Totally, as long as you are willing to provide it with what it needs, including exercise, love and diet. 


I really recommend http://www.hamstercentral.com/


----------



## bryzy (Nov 3, 2012)

Thanks. I'm sure we could both use that. I hope it's ok I post some of my questions here, instead of starting a new thread on the same topic.


----------



## Crowntails (Feb 12, 2013)

Maddybelle said:


> Aquariums can be dangerous for hammies, especially Syrians, because there is no cross breeze and our good friend ammonia will built up very quickly, causing respiratory problems. Just be very diligent with cage cleaning, probably have to do a complete clean once a week or so.

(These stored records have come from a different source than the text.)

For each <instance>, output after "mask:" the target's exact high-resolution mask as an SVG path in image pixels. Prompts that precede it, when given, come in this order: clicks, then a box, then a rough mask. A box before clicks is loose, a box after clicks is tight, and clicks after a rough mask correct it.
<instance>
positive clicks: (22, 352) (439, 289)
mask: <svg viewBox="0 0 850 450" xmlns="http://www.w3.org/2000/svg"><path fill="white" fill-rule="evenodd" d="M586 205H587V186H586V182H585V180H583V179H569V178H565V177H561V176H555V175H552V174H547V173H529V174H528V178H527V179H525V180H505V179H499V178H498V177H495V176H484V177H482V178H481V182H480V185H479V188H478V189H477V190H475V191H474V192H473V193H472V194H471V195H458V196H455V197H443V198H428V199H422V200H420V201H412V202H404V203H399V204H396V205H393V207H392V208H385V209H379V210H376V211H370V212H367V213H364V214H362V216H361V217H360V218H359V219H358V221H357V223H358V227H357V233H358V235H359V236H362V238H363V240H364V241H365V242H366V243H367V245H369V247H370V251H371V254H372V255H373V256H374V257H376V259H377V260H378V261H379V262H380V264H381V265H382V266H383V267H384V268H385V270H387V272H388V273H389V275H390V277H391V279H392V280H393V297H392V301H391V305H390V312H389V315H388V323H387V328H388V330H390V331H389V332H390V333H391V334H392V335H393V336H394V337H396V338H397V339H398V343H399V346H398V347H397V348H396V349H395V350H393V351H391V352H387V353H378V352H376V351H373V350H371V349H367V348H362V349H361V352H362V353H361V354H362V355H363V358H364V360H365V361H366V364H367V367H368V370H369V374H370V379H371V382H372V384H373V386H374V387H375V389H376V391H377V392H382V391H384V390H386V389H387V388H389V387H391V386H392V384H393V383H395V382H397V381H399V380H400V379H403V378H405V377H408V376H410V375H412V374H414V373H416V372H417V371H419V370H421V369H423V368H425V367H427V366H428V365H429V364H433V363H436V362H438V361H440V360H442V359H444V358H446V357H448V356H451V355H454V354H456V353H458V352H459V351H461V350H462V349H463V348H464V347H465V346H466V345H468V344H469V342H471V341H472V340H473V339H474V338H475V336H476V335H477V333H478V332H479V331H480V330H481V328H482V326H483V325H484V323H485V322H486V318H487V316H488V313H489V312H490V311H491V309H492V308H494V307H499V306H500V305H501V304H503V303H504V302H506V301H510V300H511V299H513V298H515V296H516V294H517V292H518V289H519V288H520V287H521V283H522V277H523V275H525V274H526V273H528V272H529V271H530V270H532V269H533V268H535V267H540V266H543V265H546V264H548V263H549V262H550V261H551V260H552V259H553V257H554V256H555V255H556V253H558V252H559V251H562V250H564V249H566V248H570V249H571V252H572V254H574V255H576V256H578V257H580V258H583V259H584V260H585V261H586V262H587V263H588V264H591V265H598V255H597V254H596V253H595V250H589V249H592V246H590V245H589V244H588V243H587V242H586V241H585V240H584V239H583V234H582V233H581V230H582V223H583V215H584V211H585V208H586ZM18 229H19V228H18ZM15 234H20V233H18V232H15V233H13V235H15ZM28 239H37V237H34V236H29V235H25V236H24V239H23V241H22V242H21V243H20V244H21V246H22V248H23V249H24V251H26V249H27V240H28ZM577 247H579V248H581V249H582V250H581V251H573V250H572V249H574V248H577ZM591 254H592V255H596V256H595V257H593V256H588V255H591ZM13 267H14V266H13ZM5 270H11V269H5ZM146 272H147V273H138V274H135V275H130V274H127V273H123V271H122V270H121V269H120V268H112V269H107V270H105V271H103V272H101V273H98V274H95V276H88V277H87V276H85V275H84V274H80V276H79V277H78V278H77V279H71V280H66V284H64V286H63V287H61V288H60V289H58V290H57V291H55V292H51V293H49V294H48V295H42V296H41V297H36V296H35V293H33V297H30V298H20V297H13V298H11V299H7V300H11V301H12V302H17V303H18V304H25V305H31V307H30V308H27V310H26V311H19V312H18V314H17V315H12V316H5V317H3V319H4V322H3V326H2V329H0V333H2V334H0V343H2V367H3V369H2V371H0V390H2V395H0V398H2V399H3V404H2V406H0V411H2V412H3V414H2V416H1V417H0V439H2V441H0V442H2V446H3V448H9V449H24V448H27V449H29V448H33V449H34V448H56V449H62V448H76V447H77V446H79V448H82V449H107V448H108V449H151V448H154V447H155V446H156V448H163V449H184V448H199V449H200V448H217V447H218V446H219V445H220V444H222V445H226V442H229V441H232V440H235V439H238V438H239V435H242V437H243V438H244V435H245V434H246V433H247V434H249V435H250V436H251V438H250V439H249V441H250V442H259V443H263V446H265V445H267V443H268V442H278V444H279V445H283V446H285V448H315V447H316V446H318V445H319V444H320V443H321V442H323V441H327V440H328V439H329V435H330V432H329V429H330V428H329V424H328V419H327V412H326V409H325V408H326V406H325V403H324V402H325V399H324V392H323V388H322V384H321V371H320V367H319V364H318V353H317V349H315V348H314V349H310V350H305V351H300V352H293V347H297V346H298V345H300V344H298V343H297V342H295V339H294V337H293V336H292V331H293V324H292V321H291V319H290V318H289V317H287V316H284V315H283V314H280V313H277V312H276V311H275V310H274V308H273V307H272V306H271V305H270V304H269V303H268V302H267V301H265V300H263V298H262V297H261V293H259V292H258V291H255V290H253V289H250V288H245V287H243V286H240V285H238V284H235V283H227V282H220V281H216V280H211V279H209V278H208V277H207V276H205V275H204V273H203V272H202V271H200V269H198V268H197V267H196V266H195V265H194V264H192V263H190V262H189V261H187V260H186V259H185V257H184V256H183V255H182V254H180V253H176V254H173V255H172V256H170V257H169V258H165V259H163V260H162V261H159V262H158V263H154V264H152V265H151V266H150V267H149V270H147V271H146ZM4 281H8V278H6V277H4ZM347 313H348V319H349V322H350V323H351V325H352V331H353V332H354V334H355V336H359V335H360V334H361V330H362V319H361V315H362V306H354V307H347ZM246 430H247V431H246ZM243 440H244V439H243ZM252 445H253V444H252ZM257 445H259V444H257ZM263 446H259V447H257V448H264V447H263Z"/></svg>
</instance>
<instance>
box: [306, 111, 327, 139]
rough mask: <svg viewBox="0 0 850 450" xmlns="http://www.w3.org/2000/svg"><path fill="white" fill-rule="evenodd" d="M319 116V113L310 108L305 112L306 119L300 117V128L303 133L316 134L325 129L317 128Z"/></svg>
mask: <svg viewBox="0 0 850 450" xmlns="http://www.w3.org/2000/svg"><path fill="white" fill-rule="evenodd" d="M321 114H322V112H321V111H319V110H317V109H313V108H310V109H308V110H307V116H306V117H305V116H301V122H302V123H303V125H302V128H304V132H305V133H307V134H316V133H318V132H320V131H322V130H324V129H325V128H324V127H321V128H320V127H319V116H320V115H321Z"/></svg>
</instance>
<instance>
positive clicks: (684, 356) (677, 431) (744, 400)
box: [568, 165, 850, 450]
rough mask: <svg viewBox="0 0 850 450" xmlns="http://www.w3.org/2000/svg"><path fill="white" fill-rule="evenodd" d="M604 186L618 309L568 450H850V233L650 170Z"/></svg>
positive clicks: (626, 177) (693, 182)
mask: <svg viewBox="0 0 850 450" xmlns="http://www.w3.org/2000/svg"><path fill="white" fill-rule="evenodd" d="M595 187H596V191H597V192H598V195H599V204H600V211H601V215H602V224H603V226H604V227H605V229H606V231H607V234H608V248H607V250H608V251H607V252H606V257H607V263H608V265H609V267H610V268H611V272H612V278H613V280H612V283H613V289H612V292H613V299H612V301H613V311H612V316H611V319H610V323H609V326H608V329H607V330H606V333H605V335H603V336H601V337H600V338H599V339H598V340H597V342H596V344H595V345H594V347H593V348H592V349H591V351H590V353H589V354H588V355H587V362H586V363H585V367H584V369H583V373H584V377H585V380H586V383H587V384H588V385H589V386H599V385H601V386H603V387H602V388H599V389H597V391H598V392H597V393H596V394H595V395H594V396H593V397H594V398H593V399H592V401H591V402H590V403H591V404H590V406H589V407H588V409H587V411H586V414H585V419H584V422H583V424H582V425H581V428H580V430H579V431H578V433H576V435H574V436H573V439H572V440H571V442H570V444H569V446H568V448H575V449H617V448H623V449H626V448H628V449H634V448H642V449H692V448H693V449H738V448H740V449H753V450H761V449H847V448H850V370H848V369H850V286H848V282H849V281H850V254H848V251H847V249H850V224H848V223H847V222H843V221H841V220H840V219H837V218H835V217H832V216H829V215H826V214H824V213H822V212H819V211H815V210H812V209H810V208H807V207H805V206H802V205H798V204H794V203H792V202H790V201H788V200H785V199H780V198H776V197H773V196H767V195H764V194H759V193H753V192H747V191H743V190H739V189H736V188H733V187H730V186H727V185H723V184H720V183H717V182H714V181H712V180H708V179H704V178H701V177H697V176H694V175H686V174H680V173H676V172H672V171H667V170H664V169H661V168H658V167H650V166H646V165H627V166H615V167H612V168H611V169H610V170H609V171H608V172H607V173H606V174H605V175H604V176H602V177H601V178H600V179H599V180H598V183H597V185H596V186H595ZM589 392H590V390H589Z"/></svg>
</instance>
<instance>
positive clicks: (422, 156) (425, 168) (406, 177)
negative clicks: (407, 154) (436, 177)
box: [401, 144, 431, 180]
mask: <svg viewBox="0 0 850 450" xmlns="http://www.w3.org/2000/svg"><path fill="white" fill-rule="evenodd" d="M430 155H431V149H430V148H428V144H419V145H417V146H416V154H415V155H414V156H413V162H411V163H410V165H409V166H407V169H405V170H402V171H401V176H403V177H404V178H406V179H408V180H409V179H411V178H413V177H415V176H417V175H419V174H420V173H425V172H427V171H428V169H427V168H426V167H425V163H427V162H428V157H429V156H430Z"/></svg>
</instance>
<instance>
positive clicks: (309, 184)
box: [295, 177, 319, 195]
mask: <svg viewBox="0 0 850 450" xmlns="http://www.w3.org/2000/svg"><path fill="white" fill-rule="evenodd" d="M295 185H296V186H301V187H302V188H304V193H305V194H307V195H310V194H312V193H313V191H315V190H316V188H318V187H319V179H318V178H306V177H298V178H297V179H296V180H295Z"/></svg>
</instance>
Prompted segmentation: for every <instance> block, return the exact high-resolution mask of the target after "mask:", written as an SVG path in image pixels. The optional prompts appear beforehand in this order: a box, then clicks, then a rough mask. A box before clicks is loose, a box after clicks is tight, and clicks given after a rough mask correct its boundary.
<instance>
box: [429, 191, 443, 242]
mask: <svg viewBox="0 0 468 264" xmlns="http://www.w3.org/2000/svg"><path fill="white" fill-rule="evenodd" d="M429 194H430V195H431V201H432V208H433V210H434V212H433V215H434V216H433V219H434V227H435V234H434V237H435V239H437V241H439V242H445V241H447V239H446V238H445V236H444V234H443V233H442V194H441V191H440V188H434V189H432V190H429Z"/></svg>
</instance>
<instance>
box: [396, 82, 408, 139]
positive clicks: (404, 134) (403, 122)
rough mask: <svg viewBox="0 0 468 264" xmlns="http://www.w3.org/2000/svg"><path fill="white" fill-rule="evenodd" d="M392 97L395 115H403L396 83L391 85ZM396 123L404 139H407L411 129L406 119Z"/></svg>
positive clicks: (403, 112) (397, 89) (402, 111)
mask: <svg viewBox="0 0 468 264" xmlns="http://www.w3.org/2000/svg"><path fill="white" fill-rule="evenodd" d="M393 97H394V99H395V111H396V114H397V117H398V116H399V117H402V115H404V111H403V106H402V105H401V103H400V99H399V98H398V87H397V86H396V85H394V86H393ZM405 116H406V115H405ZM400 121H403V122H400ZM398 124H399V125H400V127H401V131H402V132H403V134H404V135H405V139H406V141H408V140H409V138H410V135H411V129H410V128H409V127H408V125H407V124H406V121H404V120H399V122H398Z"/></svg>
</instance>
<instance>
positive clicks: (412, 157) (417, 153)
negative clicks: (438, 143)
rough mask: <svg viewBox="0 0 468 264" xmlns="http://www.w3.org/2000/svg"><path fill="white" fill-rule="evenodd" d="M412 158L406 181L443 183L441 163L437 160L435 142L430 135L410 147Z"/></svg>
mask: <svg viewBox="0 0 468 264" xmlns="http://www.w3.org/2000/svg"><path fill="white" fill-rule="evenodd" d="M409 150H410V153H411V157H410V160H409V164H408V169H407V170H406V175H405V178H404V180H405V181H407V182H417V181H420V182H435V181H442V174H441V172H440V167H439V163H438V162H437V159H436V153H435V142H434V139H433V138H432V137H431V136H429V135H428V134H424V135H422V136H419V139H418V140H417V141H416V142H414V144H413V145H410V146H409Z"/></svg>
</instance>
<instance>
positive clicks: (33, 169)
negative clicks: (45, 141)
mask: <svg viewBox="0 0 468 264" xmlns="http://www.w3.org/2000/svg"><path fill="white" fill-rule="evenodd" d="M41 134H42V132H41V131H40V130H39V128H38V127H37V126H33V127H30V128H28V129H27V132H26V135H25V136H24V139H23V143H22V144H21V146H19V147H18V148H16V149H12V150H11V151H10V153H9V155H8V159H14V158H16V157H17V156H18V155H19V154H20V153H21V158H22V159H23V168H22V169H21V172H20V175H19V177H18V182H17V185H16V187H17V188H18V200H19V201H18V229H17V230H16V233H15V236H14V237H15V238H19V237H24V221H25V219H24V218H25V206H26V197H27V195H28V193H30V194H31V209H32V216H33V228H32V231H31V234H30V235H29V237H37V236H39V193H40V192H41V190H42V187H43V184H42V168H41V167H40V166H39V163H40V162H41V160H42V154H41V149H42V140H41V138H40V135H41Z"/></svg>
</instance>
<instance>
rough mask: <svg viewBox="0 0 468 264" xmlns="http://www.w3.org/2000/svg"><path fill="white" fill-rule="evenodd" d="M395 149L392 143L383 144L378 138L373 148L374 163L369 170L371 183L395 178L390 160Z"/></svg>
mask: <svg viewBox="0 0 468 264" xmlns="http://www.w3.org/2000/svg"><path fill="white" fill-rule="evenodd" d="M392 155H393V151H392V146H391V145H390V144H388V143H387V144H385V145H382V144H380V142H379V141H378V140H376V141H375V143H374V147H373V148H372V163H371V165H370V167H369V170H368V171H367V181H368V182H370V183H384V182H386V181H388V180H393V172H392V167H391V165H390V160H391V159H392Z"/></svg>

Not if you have a screen top. Most hamster owns have an aquarium tank with a screen top for air flow. That's how I kept my Russian Dwarf and he lived 2 1/2 years.


----------



## rmarkham (Oct 4, 2012)

Crowntails said:


> Not if you have a screen top. Most hamster owns have an aquarium tank with a screen top for air flow. That's how I kept my Russian Dwarf and he lived 2 1/2 years.


I agree! And if you have an aquarium for your syrian, who will poop and pee A LOT MORE, just keep the tank clean!


----------



## MattsBettas (Dec 18, 2012)

Bryanacute, in a ten gallon, maybe you should get a couple dwarfs instead of a Syrian?


----------



## bryzy (Nov 3, 2012)

MattsBettas, I was thinking about that. It depends on the stock of my petsmart and the prices. Also, I hope you don't mind me posting here instead of starting a new thread.


----------



## rmarkham (Oct 4, 2012)

MattsBettas said:


> Bryanacute, in a ten gallon, maybe you should get a couple dwarfs instead of a Syrian?




I think that a 10 gallon is too small for dwarfs.. and most species of dwarf hamster need to be housed alone. The only type I've heard of doing okay together are robos... 

Just because they're smaller doesn't mean they need a small tank. They are very active and need room to run around and do hamster stuff. I think a 20 gallon long would be a min size. Basically, any tank "made" for hamsters is going to be too small. 

You could always use a large plastic bin, and cut out part, and replace it with a screen for a cheaper option.


----------